## Cross tabulation: What’s the appropriate test?

Let’s start by defining what a cross tabulation or, more commonly called, crosstab isA cross tabulation, also known as contingency table, is a two dimensional table that reports the number of participants (i.e. observations) whose characteristics fall in each cell of the table. It is widely used in market research and also in scientific research. It represents the relationship between two categorical variables, which can be of a nominal or ordinal

nature. In a nominal variable categories can’t be ranked or ordered (e.g. gender) as opposed to the categories in an ordinal variable (e.g.  number of siblings).

The most widely used statistical test when you have a cross tabulation between two  categorical variables (nominal or ordinal)  is the Chi-square test or test for independence. The null hypothesis for this test is that the occurrence of both outcomes measured by the categorical variables is statistically independent. For example if we have a contingency table between gender (male, female) and smoking (non-smoker, occasional smoker, regular smoker), you could use the  chi-square test to  test the Ho:  There is no relationship or association between gender and smoking versus the Ha: There is an association between gender and smoking.

The Fisher’s exact test is useful when there are very low  frequencies (even zero in some cell) due to having a small sample size or a category with  rare occurrence  (e.g. a particular type of complication during surgery). In this case the Chi-square test would not be appropriate.

However, the Chi-square test will only tell you whether the relationship between two categorical variables is significant. There are other tests which you can use to measure not only the association but the strength of this association. Lambda, used with nominal variables, ranges from 0 (no relationship) to 1 (perfect association). You can interpret its score as a percentage of how much of one variable can be explained by knowing the values of the other. One potential problem with Lambda is that it has a tendency to underestimate the relationship, that’s why it is always recommendable to use it together with the Chi-square test.

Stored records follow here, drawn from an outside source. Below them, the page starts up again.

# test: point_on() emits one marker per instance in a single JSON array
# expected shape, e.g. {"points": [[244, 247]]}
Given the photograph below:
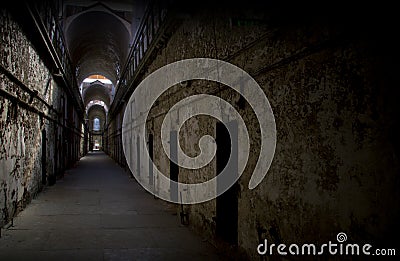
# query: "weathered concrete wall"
{"points": [[20, 129], [336, 161]]}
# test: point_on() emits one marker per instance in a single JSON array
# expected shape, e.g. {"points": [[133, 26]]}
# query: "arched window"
{"points": [[96, 124]]}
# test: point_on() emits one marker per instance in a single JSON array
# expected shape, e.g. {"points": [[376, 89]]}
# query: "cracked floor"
{"points": [[96, 212]]}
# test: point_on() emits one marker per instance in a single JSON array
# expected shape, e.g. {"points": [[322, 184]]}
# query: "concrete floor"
{"points": [[97, 212]]}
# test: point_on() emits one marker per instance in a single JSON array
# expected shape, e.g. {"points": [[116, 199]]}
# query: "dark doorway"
{"points": [[138, 156], [173, 167], [44, 157], [150, 148], [227, 203]]}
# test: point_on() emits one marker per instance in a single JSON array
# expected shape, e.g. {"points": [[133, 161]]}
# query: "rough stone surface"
{"points": [[336, 162], [21, 164]]}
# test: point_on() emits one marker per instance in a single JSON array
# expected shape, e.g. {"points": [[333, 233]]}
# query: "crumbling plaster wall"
{"points": [[336, 163], [21, 129]]}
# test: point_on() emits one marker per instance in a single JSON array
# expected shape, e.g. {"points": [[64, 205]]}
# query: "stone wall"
{"points": [[329, 84], [21, 128]]}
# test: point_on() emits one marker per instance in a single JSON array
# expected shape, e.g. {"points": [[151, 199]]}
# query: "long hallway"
{"points": [[96, 212]]}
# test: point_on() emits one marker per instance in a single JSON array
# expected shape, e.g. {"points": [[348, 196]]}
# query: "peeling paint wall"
{"points": [[21, 130], [336, 162]]}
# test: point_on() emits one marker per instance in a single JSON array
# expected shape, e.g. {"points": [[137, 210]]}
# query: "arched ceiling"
{"points": [[96, 91], [96, 111], [98, 41]]}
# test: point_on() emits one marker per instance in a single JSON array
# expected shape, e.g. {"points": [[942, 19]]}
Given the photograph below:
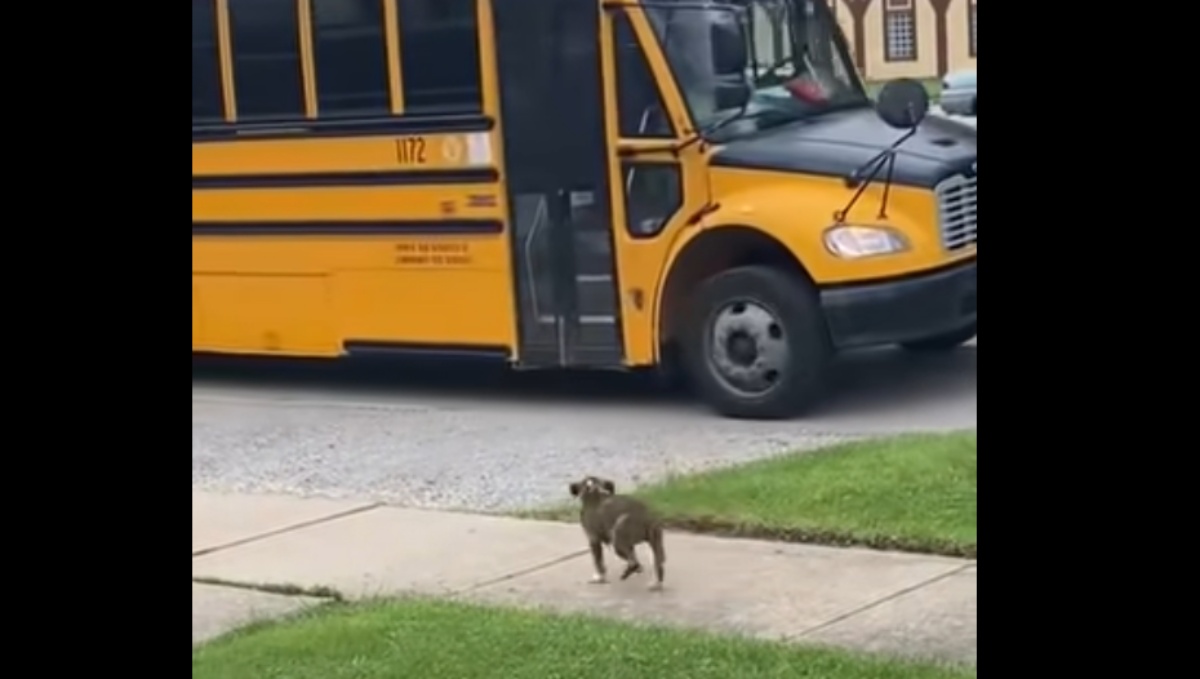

When the two variables studied are ordinal the following tests will measure significance, strength and direction of the relationship: Gamma,  Sommer’s D, Kendall’s tau. Finally, there is one test that you need to use when you have before and after data. The McNemar test can be understood as a paired version of the Chi-square test which can only be  run for 2×2 tables. With this test you want to assess whether the outcome variable (e.g. acceptance of a new app)  has significantly changed between before and after an  experiment/intervention.  The McNemar test can be also extended for higher order tables, a.k.a. symmetry and marginal homogeneity tests.

I hope this post will have helped the audience to be more informed when it comes to analyzing contingency tables.